The global domain name market in 2013

April 2014

At the end of 2013, an overall total of 275 million domain names had been registered, of which 151 million (55%) were generic TLDs (gTLDs) and 124 million (45%) were country-code TLDs (ccTLDs). These volumes represented variations of + 3.6% for gTLDs and + 12.1% for ccTLDs, for an overall market growth estimated at 8.8% (integrating the so-called "free" ccTLDs which grew 21% in 2013).

On-going slowdown in growth

The market growth for gTLDs continued to follow a downward trend in 2013, while remaining positive. The downturn remained sharp but was less pronounced than in 2012. The trend in domain name creations is of concern among gTLDs, since it was negative for the second consecutive year and even worsened in 2013 to -1.4% against -0.8% in 2012.

gTLD creation and stock growth rate evolution

Contrasting trends

The averages conceal strong contrasts between active gTLDs in 2013, as shown by the changes in stocks.
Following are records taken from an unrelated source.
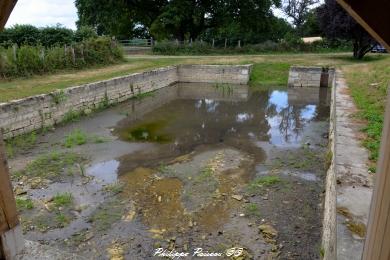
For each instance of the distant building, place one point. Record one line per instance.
(311, 39)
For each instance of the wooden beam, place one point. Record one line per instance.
(6, 7)
(373, 16)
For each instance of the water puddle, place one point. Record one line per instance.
(203, 148)
(106, 171)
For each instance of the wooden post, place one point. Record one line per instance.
(377, 245)
(14, 51)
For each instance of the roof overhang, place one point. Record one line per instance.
(6, 7)
(373, 16)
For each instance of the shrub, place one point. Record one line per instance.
(290, 44)
(29, 60)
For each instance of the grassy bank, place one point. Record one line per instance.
(271, 70)
(368, 79)
(369, 83)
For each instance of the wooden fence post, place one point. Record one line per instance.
(11, 239)
(14, 51)
(377, 245)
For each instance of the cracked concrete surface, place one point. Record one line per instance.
(354, 182)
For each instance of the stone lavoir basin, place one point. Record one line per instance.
(214, 169)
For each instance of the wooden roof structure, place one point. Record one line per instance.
(6, 7)
(374, 17)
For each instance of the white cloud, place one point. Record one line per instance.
(44, 13)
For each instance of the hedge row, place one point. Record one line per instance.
(29, 60)
(196, 48)
(26, 34)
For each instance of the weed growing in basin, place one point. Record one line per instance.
(24, 203)
(225, 88)
(257, 184)
(71, 116)
(76, 137)
(20, 143)
(62, 220)
(52, 165)
(251, 209)
(107, 214)
(98, 139)
(114, 188)
(59, 97)
(62, 200)
(143, 95)
(205, 174)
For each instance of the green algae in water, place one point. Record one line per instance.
(149, 132)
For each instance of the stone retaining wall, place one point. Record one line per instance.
(214, 73)
(310, 76)
(36, 112)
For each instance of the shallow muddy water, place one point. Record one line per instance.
(190, 166)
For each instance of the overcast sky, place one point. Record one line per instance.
(50, 12)
(44, 12)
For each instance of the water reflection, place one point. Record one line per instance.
(106, 171)
(288, 112)
(199, 115)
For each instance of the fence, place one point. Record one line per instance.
(224, 42)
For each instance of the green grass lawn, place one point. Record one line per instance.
(368, 79)
(369, 84)
(268, 70)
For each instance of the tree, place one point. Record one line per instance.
(298, 11)
(335, 23)
(311, 26)
(55, 35)
(110, 17)
(20, 34)
(250, 21)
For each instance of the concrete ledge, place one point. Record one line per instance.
(25, 115)
(300, 76)
(348, 182)
(329, 237)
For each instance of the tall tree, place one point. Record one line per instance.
(336, 23)
(250, 21)
(298, 10)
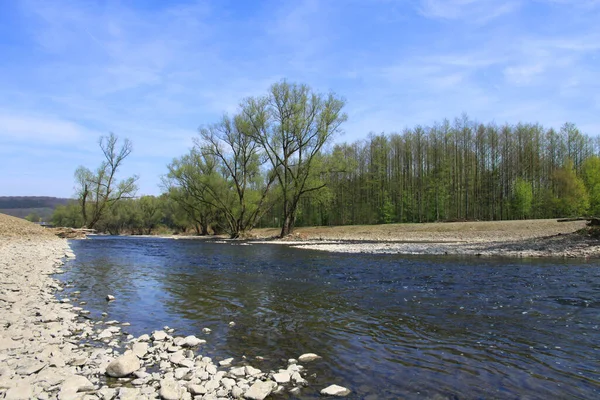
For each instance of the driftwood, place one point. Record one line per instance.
(592, 221)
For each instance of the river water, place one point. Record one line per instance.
(387, 326)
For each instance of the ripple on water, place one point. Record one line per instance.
(386, 326)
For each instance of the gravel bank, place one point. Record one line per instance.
(49, 350)
(530, 238)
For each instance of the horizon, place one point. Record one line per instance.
(154, 74)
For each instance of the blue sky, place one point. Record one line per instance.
(154, 71)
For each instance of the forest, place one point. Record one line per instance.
(279, 162)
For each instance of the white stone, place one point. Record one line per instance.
(159, 336)
(226, 362)
(238, 371)
(282, 377)
(252, 371)
(77, 383)
(170, 390)
(140, 349)
(123, 366)
(191, 341)
(260, 390)
(197, 390)
(335, 390)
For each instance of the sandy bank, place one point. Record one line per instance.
(49, 350)
(528, 238)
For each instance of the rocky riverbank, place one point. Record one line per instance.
(50, 350)
(529, 238)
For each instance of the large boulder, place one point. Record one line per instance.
(123, 366)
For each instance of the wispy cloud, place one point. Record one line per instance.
(475, 11)
(155, 72)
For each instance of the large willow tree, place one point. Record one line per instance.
(292, 124)
(98, 191)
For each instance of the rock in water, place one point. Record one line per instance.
(140, 349)
(260, 390)
(308, 357)
(282, 377)
(159, 336)
(170, 390)
(191, 341)
(335, 390)
(123, 366)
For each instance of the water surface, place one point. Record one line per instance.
(387, 326)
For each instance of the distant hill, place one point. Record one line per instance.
(22, 206)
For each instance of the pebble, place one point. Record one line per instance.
(308, 357)
(335, 390)
(47, 356)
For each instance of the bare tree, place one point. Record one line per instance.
(292, 124)
(98, 192)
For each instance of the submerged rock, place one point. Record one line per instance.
(123, 366)
(191, 341)
(335, 390)
(308, 357)
(259, 390)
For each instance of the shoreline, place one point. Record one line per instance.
(520, 239)
(49, 349)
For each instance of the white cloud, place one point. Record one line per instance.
(477, 11)
(46, 129)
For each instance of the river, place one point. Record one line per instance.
(386, 326)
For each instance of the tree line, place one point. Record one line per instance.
(274, 164)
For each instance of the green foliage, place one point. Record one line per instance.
(571, 196)
(591, 178)
(292, 124)
(67, 216)
(522, 199)
(99, 191)
(387, 212)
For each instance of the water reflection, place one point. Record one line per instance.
(386, 326)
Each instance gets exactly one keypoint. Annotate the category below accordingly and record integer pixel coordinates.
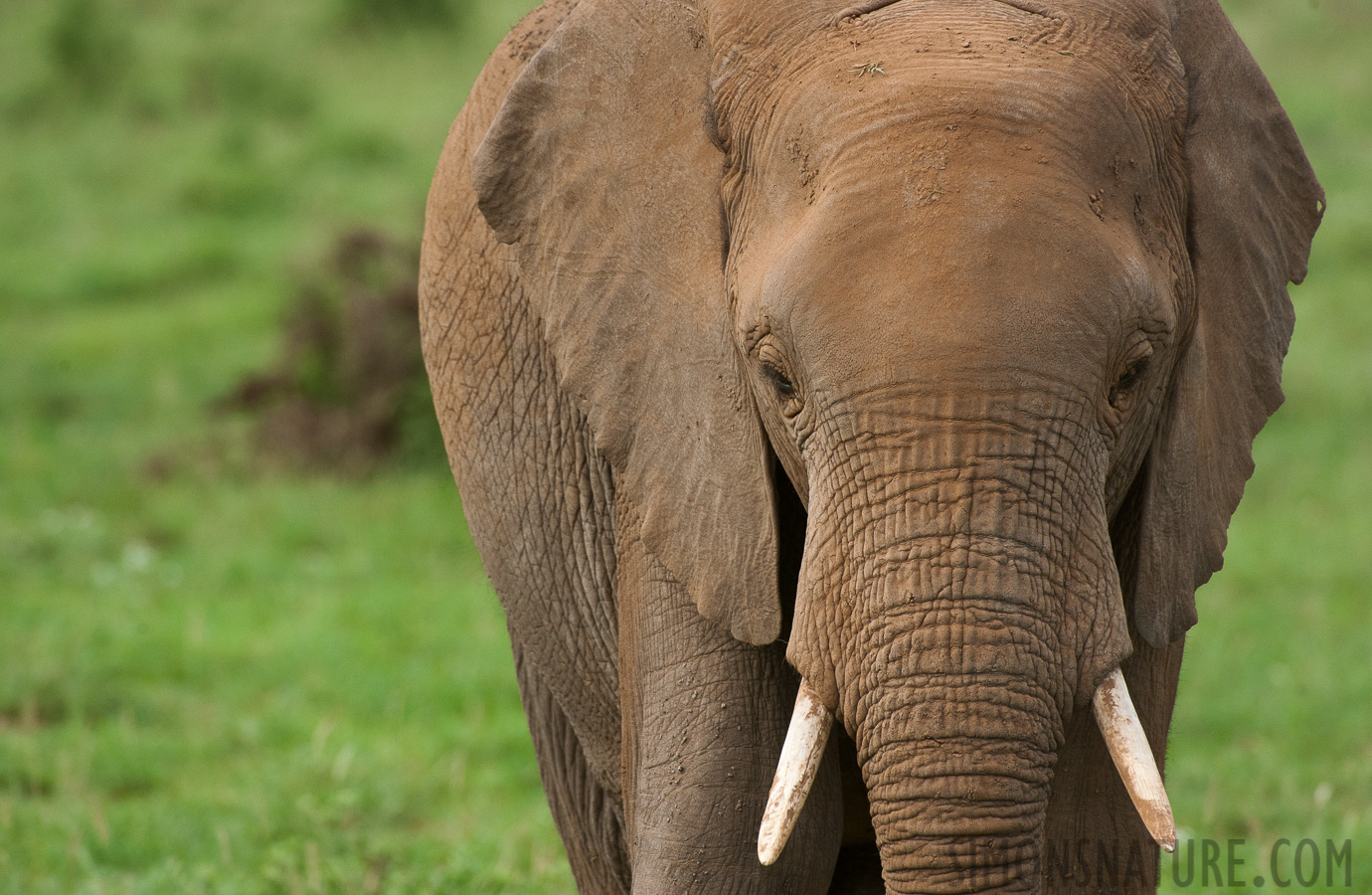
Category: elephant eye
(772, 365)
(783, 386)
(1133, 372)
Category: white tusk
(1129, 748)
(794, 773)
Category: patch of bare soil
(349, 390)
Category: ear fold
(601, 168)
(1255, 208)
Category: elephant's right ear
(1255, 209)
(602, 169)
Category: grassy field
(226, 677)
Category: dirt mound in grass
(349, 390)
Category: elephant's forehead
(895, 92)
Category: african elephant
(896, 365)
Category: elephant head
(1002, 288)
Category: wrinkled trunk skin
(970, 610)
(957, 762)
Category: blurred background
(246, 644)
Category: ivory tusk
(796, 769)
(1129, 748)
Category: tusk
(1133, 758)
(794, 772)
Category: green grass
(219, 678)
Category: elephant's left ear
(1255, 209)
(601, 168)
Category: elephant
(847, 404)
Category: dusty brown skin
(920, 350)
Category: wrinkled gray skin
(918, 350)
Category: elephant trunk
(957, 764)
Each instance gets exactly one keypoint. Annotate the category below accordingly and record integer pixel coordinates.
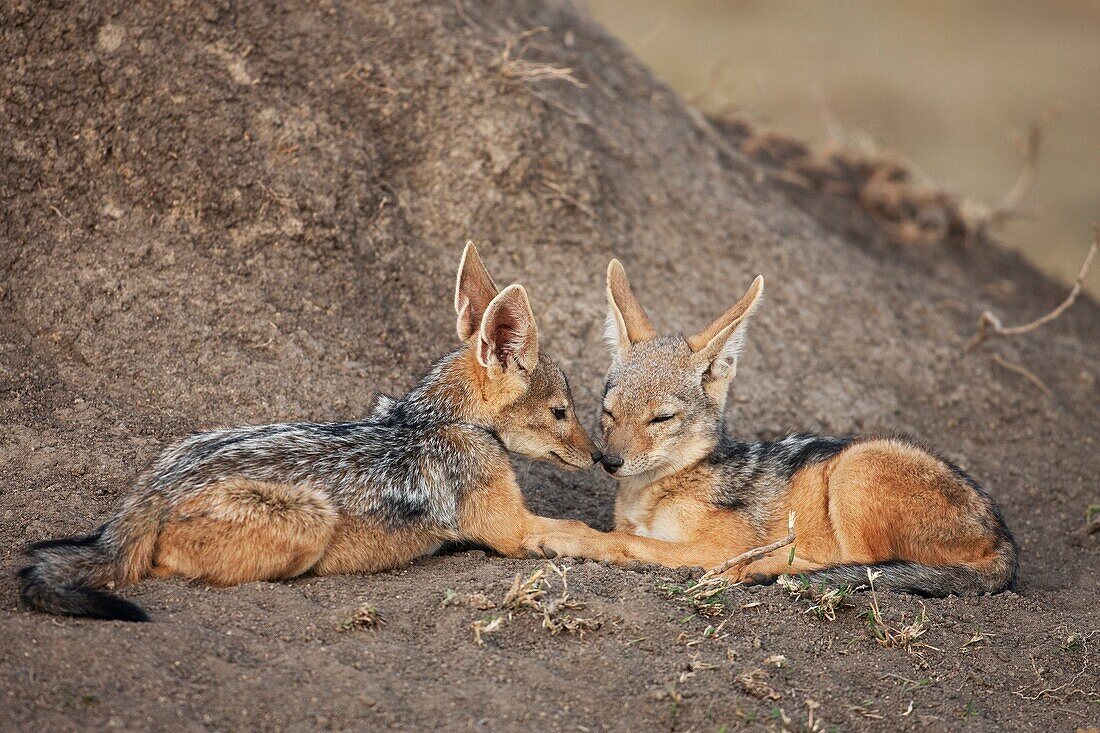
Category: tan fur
(875, 501)
(240, 532)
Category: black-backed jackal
(690, 494)
(273, 502)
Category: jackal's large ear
(716, 347)
(473, 291)
(627, 323)
(508, 337)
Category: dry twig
(990, 325)
(1010, 205)
(756, 554)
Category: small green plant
(822, 601)
(707, 597)
(888, 635)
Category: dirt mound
(219, 212)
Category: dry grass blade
(888, 635)
(558, 611)
(484, 626)
(517, 68)
(990, 325)
(703, 595)
(822, 600)
(756, 554)
(364, 616)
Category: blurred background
(948, 85)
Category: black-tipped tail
(75, 601)
(932, 580)
(57, 581)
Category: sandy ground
(217, 215)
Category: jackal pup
(273, 502)
(692, 495)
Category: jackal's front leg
(622, 547)
(496, 516)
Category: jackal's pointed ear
(473, 291)
(627, 323)
(508, 337)
(717, 346)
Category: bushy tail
(934, 580)
(65, 575)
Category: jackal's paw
(551, 546)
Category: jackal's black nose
(612, 463)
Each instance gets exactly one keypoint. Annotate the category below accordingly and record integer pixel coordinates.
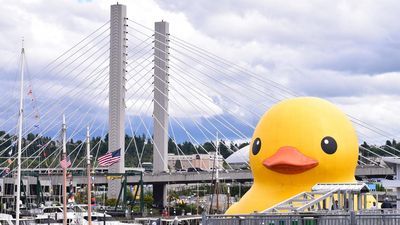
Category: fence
(343, 218)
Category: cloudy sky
(345, 51)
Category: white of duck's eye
(256, 146)
(329, 145)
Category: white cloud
(346, 51)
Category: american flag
(110, 158)
(65, 163)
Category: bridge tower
(116, 122)
(160, 114)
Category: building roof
(240, 156)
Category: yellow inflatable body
(298, 143)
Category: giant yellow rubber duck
(298, 143)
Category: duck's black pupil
(329, 145)
(256, 146)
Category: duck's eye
(329, 145)
(256, 146)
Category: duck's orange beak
(289, 160)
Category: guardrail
(375, 217)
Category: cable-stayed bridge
(125, 78)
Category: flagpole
(64, 132)
(20, 123)
(89, 177)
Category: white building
(204, 162)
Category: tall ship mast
(20, 124)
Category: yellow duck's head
(303, 140)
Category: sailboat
(20, 123)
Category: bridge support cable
(235, 130)
(206, 97)
(191, 138)
(204, 55)
(54, 67)
(240, 136)
(102, 103)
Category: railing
(341, 218)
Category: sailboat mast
(20, 123)
(89, 194)
(217, 173)
(64, 155)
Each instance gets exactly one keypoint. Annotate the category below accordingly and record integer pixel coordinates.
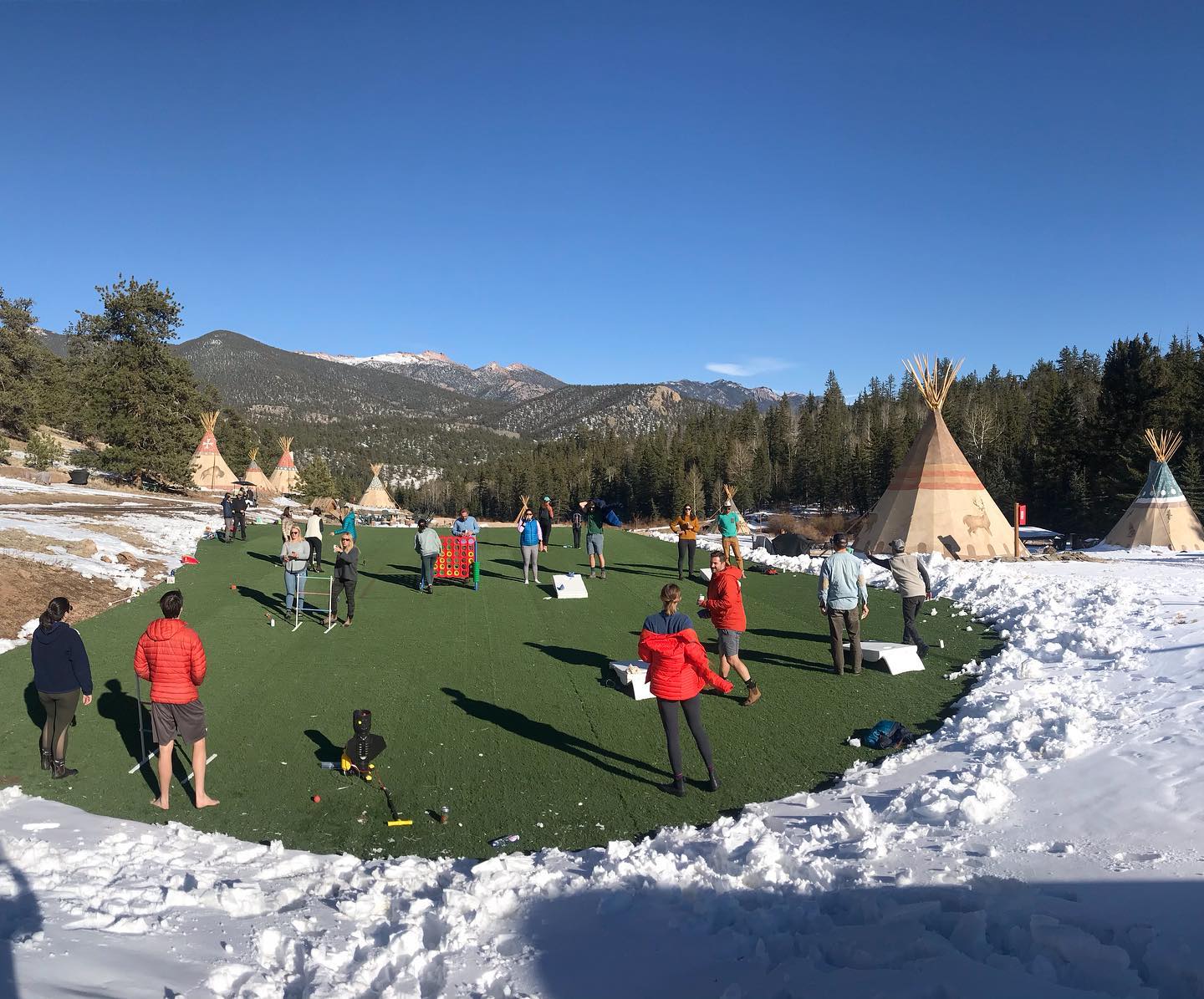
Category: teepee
(254, 474)
(376, 495)
(1161, 515)
(936, 501)
(210, 470)
(284, 478)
Of note was the sharp deterioration in the situation of the .coop TLD, the stock of which almost halved after an explosion in domain name creations in 2012 (despite the predictable effect of renewals, which are often low at the end of a promotion campaign). The .info TLD also continued to plunge, with a loss of -21% against -11% in 2012. Other less known gTLDs or those formerly registered for "defensive" reasons (.travel, .tel, xxx, .pro, .name) are victims of the same trend. The major gTLDs of the past (.com, .net, .org) managed to pursue positive, albeit relatively small growth, the .com remaining the undisputed leader with its 114 million names, and even outperforming the average for the gTLDs and ccTLDs in the European Union. The "TOP 3" gTLDs in 2013 consisted of the .mobi and .biz gTLDs (promoted by a campaign allowing them to garner 24% of their annual number of domain name creations in September 2013 alone) and the .cat ccTLD, confirming once again the potential of regional TLDs.

Stock variations

The challenge for 2014: the "maintenance" rates

Overall, the ccTLDs doped by the .cn (China, 70%) and TLDs marketed in the so-called "free" mode grew faster than the gTLDs, which have probably already been faced with the phenomenon of disposals. Domain name registrants are confronted with a dilemma: either to keep domain names which are often unused, in which case increasing their domain name budgets in order to register new names under the TLDs that have opened since the beginning of 2014; or to abandon the largest possible number of unnecessary names and move to the new TLDs without exploding the same budget. Presumably most registrants oscillate between the two alternatives and in all likelihood therefore the maintenance rate of gTLDs and ccTLDs (in relation which, however, holders appear to be more loyal) will follow a downward trend in 2014.